"JADI LO BENERAN PUTUS SAMA JEFAN?"
Flora menutup kupingnya mendengar teriakan Luna, sahabatnya. Flora menyesal telah mengadu kepada gadis itu. Harusnya ia sadar, Luna mempunyai suara nyaring dan selalu antusias menerima gosip apapun. Seperti saat ini, setelah Flora mengatakan jika ia putus dengan Jefan, mantannya yang sudah dua tahun, Luna langsung berteriak kencang. Tidak peduli dengan suasana kelas yang ramai.
Flora menatap tajam Luna. "Nggak sekalian aja lo ngumumin pake mic biar satu sekolah tahu? tanggung cuma satu kelas yang tahu."
Luna tersenyum canggung dan menutup mulutnya. Ia tidak bisa santai saja setelah mendengar kabar putusnya Flora, dengan mantannya yang toxic itu.
"Gue seantusias itu dengar kabar lo putus. Akhirnya lo putus juga sama si biadap Jefan itu."

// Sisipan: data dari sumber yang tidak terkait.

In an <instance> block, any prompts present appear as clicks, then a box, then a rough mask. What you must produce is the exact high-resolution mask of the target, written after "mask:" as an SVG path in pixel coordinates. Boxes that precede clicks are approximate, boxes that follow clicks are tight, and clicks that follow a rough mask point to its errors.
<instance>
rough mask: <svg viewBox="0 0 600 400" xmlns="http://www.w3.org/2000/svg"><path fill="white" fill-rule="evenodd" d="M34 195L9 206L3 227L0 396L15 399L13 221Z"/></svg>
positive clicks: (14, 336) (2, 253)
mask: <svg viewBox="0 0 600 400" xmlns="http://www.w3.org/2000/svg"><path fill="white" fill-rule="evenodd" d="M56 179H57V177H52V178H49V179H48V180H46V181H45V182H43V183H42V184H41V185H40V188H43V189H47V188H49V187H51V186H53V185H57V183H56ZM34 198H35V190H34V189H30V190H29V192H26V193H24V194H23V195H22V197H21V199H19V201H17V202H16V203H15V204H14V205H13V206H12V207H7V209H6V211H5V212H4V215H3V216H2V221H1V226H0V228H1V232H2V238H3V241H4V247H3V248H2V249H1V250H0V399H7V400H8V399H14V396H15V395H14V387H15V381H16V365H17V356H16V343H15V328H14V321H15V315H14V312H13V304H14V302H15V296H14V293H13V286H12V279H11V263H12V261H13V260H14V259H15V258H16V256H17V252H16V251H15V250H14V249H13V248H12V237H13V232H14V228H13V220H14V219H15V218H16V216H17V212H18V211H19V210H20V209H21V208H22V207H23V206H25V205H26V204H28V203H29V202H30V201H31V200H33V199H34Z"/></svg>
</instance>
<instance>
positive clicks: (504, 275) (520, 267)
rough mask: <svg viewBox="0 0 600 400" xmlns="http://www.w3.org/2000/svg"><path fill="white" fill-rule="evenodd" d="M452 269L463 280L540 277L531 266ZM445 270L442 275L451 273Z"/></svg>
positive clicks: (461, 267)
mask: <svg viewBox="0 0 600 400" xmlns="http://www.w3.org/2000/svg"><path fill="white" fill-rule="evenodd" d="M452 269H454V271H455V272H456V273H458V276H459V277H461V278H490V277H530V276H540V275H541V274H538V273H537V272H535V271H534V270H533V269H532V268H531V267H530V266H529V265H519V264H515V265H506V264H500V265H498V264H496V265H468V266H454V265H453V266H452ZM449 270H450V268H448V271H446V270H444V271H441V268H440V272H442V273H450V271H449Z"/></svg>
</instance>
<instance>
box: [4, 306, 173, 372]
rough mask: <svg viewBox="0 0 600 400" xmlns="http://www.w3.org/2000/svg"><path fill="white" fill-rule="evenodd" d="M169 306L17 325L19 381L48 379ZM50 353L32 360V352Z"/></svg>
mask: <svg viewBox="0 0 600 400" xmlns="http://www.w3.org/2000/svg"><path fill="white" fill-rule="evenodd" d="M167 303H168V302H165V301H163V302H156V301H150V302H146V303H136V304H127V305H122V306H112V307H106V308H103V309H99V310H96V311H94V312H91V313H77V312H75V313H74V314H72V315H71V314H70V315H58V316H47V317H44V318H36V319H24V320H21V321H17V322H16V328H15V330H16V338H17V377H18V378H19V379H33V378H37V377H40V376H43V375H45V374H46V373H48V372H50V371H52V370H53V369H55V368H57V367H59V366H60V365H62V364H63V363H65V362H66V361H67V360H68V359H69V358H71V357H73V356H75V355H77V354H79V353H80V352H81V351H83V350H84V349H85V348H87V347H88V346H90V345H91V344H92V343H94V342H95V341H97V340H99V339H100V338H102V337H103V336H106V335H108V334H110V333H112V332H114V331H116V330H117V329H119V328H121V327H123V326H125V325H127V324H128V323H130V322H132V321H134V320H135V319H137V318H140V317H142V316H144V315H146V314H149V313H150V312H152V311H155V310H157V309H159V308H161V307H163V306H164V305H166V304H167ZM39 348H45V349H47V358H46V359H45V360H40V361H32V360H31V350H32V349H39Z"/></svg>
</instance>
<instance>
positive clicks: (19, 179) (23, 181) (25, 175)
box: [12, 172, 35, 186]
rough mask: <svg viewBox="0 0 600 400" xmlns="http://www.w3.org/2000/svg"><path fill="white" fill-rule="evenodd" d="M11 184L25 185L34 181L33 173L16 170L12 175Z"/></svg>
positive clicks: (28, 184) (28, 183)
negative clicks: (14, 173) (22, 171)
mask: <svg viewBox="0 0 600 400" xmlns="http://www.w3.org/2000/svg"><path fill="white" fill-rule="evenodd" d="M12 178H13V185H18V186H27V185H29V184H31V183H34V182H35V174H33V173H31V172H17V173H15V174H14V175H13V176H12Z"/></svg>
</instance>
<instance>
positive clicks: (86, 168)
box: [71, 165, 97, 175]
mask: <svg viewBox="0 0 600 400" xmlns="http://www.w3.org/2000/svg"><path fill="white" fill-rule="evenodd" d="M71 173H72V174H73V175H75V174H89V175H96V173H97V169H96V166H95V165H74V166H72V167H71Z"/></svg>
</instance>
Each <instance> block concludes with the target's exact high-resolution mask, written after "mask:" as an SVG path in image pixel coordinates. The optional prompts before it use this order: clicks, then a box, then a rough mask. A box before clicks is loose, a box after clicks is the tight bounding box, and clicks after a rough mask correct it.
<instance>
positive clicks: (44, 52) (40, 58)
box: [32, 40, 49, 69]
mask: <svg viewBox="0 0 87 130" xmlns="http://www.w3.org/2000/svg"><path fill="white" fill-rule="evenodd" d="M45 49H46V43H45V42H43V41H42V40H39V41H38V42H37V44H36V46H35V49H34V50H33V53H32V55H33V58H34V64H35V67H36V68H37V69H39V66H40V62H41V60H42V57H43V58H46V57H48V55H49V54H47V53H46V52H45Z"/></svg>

Diva, sahabat Flora dan Luna memutar bola matanya. Ia memasukkan snack ringan ke dalam mulutnya. "Lo nggak usah seantuasias itu. Palingan bentar lagi balikan juga. Kayak lo nggak tahu aja tabiat sahabat lo ini gimana."
Flora menyengirkan bibirnya. Sebenarnya kabar putus antara Flora dan Jefan bukan hal yang baru lagi untuk di dengar. Mereka sering putus, tapi sayangnya hanya bertahan satu jam atau paling lama seminggu. Setelah itu mereka berdua pasti akan balikan dan bermesra-mesraan lagi. Diva yang sudah kebal dengan kabar itu bersikap biasa saja tapi tidak berlaku dengan Luna yang sangat antusias setiap kali mendengar kabar putus dan paling kecewa jika mendengar kabar balikan dari Flora.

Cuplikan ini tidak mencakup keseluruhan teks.